Wilfred Thesiger was a writer, an amazing photographer and a consummate explorer. His most notable works are Arabian Sands (1959) which documented his journey across the Empty Quarter of the Arabian peninsula and, The Marsh Arabs (1964) which documented his time living in the marshes of Iraq.
As a student, studying Arabic, I read Arabian Sands. I recall being very much taken with it and it bringing about a sense of nostalgia. The work by Thesiger concentrates on his Arabian travels between 1945 and 1950. It charts two crossings of the Empty Quarter undertaken between 1946 and 1948. Thesiger’s first crossing, from Mughshin in Oman to Liwa across the eastern sands, was followed by a crossing of the western sands from Manwakh in Yemen, via Liwa, to Abu Dhabi.

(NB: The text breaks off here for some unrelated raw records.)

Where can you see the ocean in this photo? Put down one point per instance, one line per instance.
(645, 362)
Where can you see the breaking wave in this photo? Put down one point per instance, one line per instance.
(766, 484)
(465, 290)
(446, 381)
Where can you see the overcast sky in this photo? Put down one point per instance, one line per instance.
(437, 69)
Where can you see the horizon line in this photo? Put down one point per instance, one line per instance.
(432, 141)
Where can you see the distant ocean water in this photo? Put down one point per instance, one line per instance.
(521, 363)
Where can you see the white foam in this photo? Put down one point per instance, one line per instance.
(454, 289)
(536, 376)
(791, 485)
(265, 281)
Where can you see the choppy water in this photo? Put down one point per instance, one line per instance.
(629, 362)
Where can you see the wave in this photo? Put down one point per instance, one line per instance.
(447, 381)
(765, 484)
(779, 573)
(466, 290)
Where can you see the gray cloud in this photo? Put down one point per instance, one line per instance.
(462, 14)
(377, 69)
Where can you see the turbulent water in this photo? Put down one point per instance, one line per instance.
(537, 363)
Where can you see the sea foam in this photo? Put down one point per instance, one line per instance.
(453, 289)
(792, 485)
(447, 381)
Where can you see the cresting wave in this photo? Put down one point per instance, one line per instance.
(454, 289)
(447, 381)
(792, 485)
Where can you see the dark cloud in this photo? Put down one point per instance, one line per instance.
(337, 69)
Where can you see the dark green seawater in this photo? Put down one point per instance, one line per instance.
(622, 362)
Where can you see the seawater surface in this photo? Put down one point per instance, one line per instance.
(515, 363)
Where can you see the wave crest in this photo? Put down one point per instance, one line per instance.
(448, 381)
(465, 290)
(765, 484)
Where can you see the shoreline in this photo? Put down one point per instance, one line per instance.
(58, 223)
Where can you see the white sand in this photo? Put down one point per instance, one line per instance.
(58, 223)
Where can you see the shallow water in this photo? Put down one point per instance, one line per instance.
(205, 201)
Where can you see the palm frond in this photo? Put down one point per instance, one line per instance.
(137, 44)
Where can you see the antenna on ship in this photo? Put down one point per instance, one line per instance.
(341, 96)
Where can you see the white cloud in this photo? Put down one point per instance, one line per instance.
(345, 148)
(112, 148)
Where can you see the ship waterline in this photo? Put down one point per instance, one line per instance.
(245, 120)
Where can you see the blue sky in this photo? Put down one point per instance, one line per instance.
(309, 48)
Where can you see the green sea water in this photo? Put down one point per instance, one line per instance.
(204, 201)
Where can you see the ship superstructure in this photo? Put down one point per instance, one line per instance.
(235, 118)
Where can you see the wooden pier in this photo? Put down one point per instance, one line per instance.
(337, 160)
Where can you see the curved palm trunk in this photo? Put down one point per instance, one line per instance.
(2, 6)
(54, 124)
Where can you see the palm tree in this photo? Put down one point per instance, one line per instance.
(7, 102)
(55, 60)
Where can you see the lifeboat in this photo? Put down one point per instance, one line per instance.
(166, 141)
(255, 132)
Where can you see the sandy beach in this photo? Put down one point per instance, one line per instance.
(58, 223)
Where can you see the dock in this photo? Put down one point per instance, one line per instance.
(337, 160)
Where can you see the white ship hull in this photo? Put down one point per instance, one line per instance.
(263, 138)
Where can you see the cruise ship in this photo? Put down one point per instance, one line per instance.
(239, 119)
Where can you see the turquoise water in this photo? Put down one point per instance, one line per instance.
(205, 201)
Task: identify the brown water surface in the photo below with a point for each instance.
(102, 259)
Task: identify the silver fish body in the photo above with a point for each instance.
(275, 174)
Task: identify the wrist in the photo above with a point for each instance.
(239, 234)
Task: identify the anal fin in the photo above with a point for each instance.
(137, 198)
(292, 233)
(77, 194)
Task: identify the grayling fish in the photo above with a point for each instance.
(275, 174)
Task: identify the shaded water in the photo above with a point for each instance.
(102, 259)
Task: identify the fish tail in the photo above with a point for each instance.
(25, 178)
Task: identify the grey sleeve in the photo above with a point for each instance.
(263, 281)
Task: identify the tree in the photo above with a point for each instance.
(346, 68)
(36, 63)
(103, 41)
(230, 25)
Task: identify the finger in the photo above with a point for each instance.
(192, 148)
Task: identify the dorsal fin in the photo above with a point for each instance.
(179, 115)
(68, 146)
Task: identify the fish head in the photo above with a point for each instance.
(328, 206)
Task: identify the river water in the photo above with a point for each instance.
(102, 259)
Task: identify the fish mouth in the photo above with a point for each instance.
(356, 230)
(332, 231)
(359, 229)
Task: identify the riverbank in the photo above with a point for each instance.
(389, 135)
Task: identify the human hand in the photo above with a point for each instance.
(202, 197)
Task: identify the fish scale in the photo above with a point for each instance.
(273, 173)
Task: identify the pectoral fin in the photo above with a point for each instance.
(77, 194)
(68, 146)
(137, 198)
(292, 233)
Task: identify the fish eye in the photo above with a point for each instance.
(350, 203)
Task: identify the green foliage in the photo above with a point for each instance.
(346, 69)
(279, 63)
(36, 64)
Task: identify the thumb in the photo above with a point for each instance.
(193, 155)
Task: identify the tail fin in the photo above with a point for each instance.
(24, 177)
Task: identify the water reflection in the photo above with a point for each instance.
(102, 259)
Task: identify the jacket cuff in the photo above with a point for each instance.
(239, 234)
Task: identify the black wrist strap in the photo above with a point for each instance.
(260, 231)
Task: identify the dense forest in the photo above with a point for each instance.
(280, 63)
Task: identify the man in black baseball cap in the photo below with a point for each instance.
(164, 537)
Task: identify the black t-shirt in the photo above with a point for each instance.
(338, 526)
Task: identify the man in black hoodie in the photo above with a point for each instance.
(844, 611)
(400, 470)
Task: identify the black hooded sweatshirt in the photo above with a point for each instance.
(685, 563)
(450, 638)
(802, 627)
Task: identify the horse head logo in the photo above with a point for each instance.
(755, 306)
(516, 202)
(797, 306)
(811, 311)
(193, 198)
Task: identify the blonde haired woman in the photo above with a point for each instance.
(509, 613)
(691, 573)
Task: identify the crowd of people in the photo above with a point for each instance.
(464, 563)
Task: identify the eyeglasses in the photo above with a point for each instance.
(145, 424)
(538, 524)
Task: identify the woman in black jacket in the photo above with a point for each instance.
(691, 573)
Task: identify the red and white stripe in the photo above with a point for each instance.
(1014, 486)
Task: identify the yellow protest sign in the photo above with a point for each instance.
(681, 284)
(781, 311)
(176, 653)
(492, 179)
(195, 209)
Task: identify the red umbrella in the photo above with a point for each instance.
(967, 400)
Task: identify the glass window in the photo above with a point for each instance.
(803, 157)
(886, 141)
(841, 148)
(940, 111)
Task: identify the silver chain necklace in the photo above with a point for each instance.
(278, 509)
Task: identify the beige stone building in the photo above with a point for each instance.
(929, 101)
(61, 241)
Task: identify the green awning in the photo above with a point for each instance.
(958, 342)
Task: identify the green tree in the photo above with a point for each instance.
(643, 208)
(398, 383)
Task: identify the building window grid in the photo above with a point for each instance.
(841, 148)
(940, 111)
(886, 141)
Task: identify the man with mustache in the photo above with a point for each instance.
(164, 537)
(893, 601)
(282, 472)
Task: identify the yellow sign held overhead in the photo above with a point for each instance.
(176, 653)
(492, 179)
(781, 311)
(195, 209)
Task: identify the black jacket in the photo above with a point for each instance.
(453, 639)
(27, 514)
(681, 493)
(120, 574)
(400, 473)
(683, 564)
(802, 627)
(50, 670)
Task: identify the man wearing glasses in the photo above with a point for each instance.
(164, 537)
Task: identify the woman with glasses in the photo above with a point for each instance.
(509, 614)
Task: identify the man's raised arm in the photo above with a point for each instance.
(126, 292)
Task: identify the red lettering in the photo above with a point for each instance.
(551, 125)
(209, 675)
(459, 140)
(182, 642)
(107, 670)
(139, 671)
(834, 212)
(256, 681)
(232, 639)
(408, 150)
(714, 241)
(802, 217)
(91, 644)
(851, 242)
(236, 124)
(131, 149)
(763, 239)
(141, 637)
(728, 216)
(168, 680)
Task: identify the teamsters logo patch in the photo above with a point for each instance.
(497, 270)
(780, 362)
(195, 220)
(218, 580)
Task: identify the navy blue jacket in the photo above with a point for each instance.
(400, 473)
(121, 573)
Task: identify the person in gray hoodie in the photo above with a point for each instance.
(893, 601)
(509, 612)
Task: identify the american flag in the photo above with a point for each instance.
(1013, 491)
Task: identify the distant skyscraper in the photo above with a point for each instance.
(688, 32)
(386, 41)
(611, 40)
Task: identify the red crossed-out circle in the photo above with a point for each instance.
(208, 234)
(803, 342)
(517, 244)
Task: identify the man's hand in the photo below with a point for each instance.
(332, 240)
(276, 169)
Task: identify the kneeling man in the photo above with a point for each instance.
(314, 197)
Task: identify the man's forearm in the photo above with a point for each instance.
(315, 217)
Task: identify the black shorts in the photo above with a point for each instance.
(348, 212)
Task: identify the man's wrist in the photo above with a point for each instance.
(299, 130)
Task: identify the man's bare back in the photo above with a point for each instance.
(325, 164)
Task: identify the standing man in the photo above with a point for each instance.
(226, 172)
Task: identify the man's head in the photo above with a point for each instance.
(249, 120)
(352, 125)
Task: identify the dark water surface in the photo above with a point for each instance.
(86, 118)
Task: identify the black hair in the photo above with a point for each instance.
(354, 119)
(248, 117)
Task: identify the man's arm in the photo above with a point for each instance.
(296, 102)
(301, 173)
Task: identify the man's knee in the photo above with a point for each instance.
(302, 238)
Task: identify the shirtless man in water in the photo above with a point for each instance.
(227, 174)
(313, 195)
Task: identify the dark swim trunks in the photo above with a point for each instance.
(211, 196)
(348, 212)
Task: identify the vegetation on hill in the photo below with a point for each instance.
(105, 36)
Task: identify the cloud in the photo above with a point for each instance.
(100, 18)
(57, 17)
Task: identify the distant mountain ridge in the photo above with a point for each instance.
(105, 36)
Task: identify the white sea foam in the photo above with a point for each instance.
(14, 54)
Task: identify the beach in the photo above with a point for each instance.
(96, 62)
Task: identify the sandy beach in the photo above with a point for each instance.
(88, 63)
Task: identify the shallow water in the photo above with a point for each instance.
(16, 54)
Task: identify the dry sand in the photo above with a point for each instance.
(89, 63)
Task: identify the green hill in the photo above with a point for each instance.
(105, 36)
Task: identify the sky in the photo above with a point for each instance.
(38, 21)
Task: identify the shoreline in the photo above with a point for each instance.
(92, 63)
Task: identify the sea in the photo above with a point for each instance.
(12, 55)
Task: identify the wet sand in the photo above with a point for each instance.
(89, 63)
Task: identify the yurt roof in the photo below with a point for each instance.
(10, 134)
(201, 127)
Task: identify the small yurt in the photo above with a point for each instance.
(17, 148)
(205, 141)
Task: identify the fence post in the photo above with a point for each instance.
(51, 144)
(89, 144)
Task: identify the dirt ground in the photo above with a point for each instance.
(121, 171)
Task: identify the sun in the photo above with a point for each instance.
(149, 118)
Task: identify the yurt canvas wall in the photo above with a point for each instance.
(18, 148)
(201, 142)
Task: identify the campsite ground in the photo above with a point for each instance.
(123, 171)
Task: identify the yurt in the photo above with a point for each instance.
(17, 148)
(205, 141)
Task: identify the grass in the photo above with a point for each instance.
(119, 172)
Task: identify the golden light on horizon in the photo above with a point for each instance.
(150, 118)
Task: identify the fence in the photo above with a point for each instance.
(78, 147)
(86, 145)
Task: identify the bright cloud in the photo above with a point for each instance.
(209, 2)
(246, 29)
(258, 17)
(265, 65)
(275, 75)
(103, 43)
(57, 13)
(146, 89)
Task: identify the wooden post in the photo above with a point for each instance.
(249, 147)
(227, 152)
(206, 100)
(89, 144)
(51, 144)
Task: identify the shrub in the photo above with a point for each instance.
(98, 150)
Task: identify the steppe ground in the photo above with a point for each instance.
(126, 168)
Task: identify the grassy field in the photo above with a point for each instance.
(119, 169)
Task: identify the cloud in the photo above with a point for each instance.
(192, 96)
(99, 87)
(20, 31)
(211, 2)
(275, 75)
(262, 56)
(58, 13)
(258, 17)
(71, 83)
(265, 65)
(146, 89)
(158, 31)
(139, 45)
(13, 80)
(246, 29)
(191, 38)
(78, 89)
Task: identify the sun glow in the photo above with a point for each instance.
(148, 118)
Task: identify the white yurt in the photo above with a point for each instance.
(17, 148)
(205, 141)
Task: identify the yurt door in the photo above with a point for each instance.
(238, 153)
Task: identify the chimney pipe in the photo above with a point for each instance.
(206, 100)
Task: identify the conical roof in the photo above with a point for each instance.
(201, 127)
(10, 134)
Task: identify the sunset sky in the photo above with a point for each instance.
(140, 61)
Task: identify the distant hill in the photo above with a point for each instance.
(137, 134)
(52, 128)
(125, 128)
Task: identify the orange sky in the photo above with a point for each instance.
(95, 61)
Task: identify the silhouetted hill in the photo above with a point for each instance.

The book largely reflects on the changes and large scale development that took place after the Second World War and the subsequent gradual erosion of traditional Bedouin ways of life that had previously existed unaltered for thousands of years. It captured well the lives of the Bedu (Bedouin) people and other inhabitants of the Arabian peninsula and is now considered a classic in the genre of travel literature. In the 1950s, The Times described Thesiger as “the last of a great line of Arabian explorers.” In an obituary piece for The Guardian, Michael Asher wrote that Thesiger’s description of the traditional life of the Bedu was probably “the finest book ever written about Arabia and a tribute to a world now lost forever.”